2.舟橋浩司氏、坂下和志氏は任期満了により、2024年5月22日開催の第34回定時株主総会の終結の時をもって当社取締役を退任しております。
3.石野孝司氏、小林大介氏は2024年5月22日開催の第34回定時株主総会において選任された新任の取締役であるため、当事業年度における出席状況は記載しておりません。
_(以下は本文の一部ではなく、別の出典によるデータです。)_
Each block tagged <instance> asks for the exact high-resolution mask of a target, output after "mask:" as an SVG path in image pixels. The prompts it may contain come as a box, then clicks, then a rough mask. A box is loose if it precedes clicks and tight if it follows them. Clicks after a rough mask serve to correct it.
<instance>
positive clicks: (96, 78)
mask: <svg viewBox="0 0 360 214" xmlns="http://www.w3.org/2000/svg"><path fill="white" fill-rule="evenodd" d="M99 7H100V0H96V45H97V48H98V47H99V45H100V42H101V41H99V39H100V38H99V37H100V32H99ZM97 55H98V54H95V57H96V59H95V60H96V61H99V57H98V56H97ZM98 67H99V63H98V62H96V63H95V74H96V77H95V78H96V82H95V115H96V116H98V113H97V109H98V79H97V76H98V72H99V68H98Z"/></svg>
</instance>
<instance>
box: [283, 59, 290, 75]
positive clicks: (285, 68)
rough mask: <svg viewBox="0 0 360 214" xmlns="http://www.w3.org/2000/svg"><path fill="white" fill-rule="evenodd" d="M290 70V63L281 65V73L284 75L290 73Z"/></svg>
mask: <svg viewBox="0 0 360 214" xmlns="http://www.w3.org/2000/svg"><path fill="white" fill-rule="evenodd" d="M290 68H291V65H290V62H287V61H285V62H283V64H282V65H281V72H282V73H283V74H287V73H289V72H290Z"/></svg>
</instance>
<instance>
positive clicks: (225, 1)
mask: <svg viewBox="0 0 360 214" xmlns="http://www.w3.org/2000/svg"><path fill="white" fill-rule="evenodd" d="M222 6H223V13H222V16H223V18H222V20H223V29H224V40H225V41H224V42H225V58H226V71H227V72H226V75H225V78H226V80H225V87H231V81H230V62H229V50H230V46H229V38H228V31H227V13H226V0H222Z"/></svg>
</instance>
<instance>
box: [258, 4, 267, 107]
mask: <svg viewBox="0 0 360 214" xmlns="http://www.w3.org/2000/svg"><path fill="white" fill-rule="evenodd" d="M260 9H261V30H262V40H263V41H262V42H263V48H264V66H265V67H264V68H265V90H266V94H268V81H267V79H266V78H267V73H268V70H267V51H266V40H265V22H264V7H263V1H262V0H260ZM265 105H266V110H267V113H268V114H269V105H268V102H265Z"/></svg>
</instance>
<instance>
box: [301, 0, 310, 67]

取締役会における具体的な活動として、事業状況や月次決算の状況の確認・分析等の業績進捗の定期報告に加え、各四半期並びに年度の予算・決算の承認や株主総会の招集等の定期的に決議が必要となる事項、人事異動に関する事項、事業運営や経営政策に関する重要事項等について議論いたしまた。
⑤ 自己株式の取得
当社は、経営環境の変化に対応した機動的な資本政策を遂行できるようにするため、会社法第165条第2項の規定により、取締役会の決議によって市場取引等により自己株式を取得することができる旨を定款に定めております。
⑥ 中間配当金
当社は、利益還元を可能とするため、取締役会の決議によって毎年8月31日最終の株主名簿に記載または記録された株主または登録株式質権者に対し、会社法第454条第5項に定める剰余金の配当をすることができます。
⑦ 株主総会の特別決議要件
当社は、会社法第309条第2項の定めによる決議は、定款に別段の定めがある場合を除き、議決権を行使することができる株主の議決権の3分の1以上を有する株主が出席し、その議決権の3分の2以上をもって行う旨定款に定めております。これは、株主総会における特別決議の定足数を緩和することにより、株主総会の円滑な運営を行うことを目的とするものであります。